Ever ridden the Millennium Force at the amusement park Cedar Point? The exciting drops, thrills, highs and lows on this rollercoaster are world famous and breathtaking. Want to feel all of that without the two-hour drive? Come to a Michigan women’s soccer game.
Fans may have felt like they just stepped off a unpredictable ride after last weekend, when the Wolverines survived a nail biter Friday to notch an overtime win against Michigan State (4-6-0 Big Ten, 10-7-0 overall), and then let a one-goal lead slip through their fingers in a non-conference loss to Kansas (5-3-1 Big 12, 14-4-1 overall) yesterday afternoon. Fierce, sometimes inconsistent play allowed for many scoring chances and close calls that kept all spectators on their toes.

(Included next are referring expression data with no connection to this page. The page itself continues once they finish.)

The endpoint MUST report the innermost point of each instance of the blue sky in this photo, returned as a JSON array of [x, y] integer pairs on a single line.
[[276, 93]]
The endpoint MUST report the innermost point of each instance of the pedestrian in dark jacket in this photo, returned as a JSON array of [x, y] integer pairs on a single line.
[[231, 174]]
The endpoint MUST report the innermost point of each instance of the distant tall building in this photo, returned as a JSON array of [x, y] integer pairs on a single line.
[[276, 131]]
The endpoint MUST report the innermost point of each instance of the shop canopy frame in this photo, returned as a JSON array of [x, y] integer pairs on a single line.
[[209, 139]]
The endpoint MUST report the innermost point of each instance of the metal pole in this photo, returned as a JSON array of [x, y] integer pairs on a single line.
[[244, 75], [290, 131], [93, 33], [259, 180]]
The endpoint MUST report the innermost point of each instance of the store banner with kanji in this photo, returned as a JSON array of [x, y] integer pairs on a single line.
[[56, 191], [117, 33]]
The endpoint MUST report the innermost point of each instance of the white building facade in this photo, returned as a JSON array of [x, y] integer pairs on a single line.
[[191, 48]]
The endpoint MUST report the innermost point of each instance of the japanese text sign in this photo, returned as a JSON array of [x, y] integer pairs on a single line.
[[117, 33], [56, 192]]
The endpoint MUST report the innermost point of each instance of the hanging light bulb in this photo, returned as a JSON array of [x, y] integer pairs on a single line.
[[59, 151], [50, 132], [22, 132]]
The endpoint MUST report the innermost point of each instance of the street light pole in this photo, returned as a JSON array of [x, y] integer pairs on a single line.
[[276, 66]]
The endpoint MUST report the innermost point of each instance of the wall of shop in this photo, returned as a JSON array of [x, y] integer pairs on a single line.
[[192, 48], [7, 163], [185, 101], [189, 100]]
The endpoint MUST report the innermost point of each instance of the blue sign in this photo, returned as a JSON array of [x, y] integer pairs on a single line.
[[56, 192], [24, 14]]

Against the Jayhawks, the Wolverines (4-2-4 Big Ten, 6-6-6 overall) came out strong, scoring early in the first half. Forward Katie Kramer fired a shot inside the 18-yard box that ricocheted off Kansas’s goalkeeper, and freshman midfielder Katelin Spencer was there to put it away.
Michigan kept the pressure on most of the first half, allowing few shots – just five to the Wolverines’ 11.
“I thought our first half was great,” Michigan coach Debbie Rademacher said. “I thought we were strong, and we took it to them.”
Kansas coach Mark Francis agreed.
“For the first 20 or 30 minutes it was all them, we weren’t even in the game,” Francis said. “(Michigan is) a good team, and we knew we were going to get (the loss) handed to us if we didn’t step it up.”
Kansas did step it up in the second half, and that increased intensity, combined with Michigan’s lapse in play, resulted in Kansas’s Caroline Smith scoring twice within a three-minute period.
“(Smith) is by far their key player, and she has by far the most goals on their team,” Rademacher said. “Our game plan was that if you can shut down (Smith), you can shut down Kansas. And we didn’t do that.”
Despite a last-minute scrum in front of the goal, Michigan couldn’t come up with the equalizer. The loss was a disappointing one for the seniors, who saw their last career action at the Michigan Soccer Field on Sunday.
“I think it’s all that more frustrating because it wasn’t that we played terribly, it was that just two times in the game (we made a mistake) and they made the most of it,” Rademacher said.
Yesterday’s loss was especially bittersweet after the Wolverines had pulled off an exciting and important win on Friday.
The match against Michigan State was Michigan’s last Big Ten contest – a pivotal one since the Wolverines needed to solidify their standing in the Big Ten and are on the cusp of qualifying for the NCAA Tournament. After Michigan midfielder Erica Kleinholz scored early in the first half, the game seemed to be wrapped up for the Wolverines. But with less than five minutes left in the game, Michigan State’s Tiffany Laskowski knocked one into the lower right corner of the net, beating senior goalkeeper Suzie Grech. Back and forth play continued until Michigan was awarded a free kick right outside the 18-yard box with less than a minute left in regulation. But time ran out before the Wolverines could get a shot off.
The crowd of 1,417 was ready for more intense play, but it didn’t get to see much, as just 3:20 into the first overtime senior Stephanie Chavez ended the match with a rocket past Michigan State’s goalkeeper to win the game. It was Michigan’s first overtime win this season after playing six other contests to double-overtime ties.
“When they scored the tying goal with five minutes left you have that feeling, ‘Is this going to be another tie?’ ” Rademacher said. “But I just give credit to the team. They just came out and really wanted it bad. They’re sick of coming out with ties.”
Instead of the frustration and ambiguity of ties, this weekend the Wolverines got an incredible win and a disappointing loss. Michigan has one final chance to finish the season on a high note when it faces No. 2 Notre Dame on Wednesday. Will the Wolverines’ roller coaster leave its riders nauseous or exhilarated? Rademacher hopes it will be the latter.
“We feel like we’re just getting started,” Rademacher said. “We still want to make the NCAA Tournament. I don’t have to say too much; the girls know what’s at stake.”